The bigger problem shows up when I actually tried to switch from raw cmake to makepkg for arch package building. I wanted to use makepkg so I can get my pkg file all ready to go and you’d expect this would work in an arch base docker. Well, yes, the base image (with my dependencies added on top of it) are fine but how it’s ran is not. makepkg cannot be run as root.
Root root root
Yes, the docker image uses root. A lot of docker images are using root, makepkg won’t fly with that.
Try 1
After a long search, I thought I found the solution: using USER
to set the docker user.
Well, in theory this works, because it’s stored allongside the image, so makepkg (or any other command to be executed) will be ran under the specified user. However, this won’t work with bamboo, why? Because it runs its initialisation scripts with -u root
. Yes, so the directories you get from docker are basically owned by root. So anything using the configured USER
will fail on permissions. Not only that, certain other non -u root
steps in bamboo also fail. Very ugly.
Try 2
Next approach, accept the root start, but inside the docker, start dropping privileges using su-exec
. This stops the complaint by makepkg
but, oh no, it’s in root owned space. Well, let’s chown
stuff. Nope, it might seem to be owned by someone else, but still only root may touch.
Try 3
Well, last try is best try. It’s cumbersome but, in the end it worked. Start as root, chmod
the bamboo provided stuff (necessary as permissions are really tight). Next as our regular user, use its home directory to create the actual build directory. Copy over as our regular user the required files. cd
into it and run makepkg. Finally copy over our result as root back into bamboo accessible space.

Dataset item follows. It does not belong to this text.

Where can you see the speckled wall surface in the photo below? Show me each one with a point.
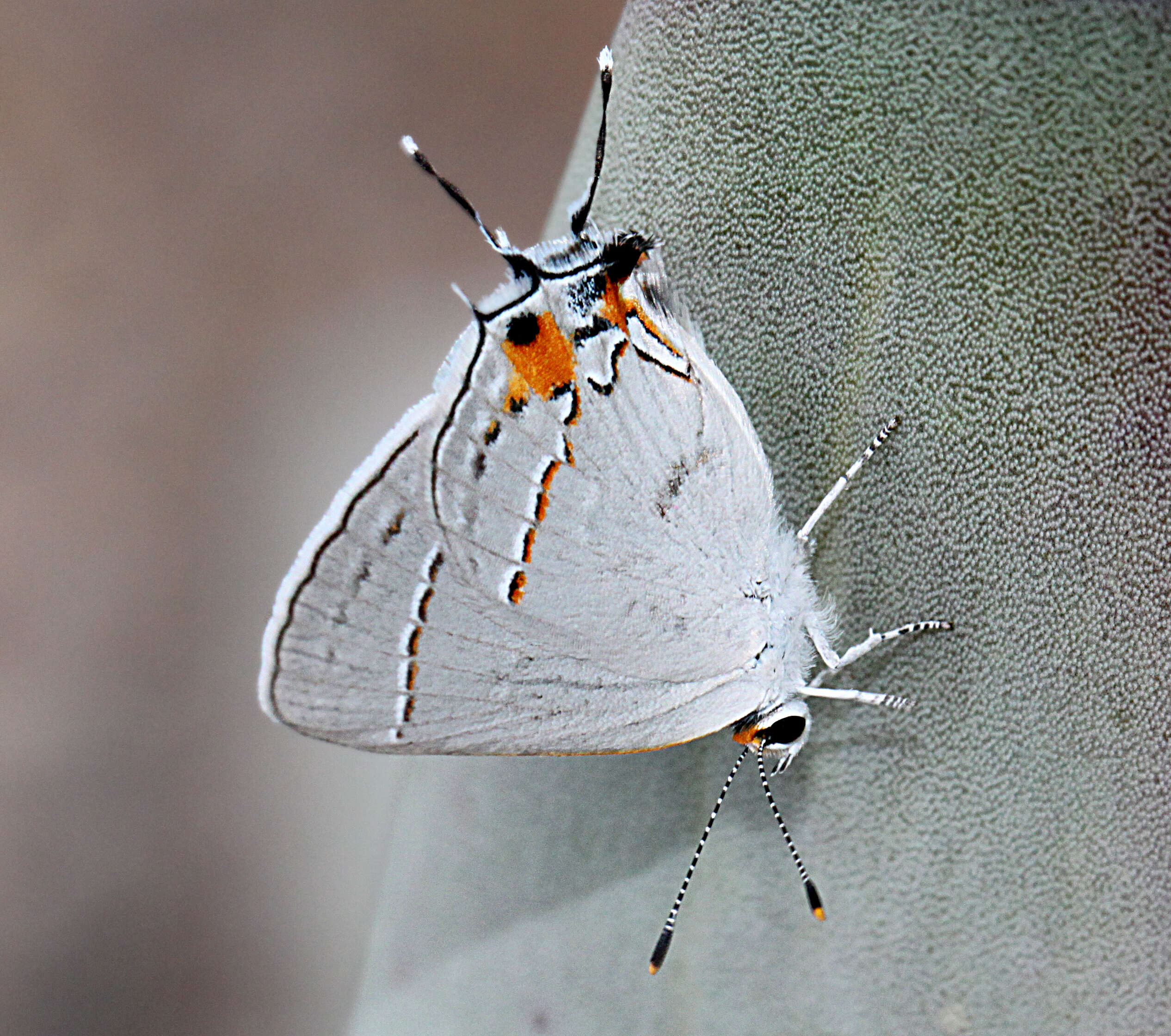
(956, 212)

Finally, this works. But, if bamboo could run docker steps without root, this would be much easier.
The result of all this hard work can be found here
Note that this does some additional things.
Solution
Prepare
In order to get a good version, we do the following:
- Get the source
- Initialize any submodules (because bamboo doesn’t really do that reliably)

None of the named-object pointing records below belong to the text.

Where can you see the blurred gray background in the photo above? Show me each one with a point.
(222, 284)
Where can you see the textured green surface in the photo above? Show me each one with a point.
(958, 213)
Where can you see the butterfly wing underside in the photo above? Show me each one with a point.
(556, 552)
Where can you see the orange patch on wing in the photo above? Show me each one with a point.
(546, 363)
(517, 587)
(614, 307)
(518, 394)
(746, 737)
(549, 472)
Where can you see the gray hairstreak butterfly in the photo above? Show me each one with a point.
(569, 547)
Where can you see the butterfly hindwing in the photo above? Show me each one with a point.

- Go peek into the source to get our git version
- Remove any bloat, like bamboo-specs
- Move the dist dir outside, we need it later but source tarball doesn’t (really)
- Put it into a VERSION file for CMake later on
- Rename the dir to project-VERSION because most packagers expect the folder to match the tarball
- Tarball it up, excluding any hidden files because these are likely unimportant
- Modify the PKGBUILD file
- Replace VERSION with what we learned
- Replace md5-{filename}-md5 by the actual md5 hashes of all the created files
- Let bamboo extract artifacts
- source tarball
- distribute files to use by packaging tools
This makes a nice clean tarball which can be used by the package specifications defined in ‘dist’
Build Arch
Next, we have enough to build the arch package
- Get the tarball and dist
- Create our temp directory in ‘/home/builder/temp’
- Chmod everything in bamboo directory to be world readable
- As the builder user
- Copy over all of the files in bamboo to ‘/home/builder/temp’
- Invoke ‘makepkg’
- Back to root, copy over the generated pkg
- Let bamboo extract artifacts
- the generated pkg
This can be extended easily to custom recipes for other distributions. And since the source is in a separate stage, all distros can be rebuilt in parallel, just as jobs generally run.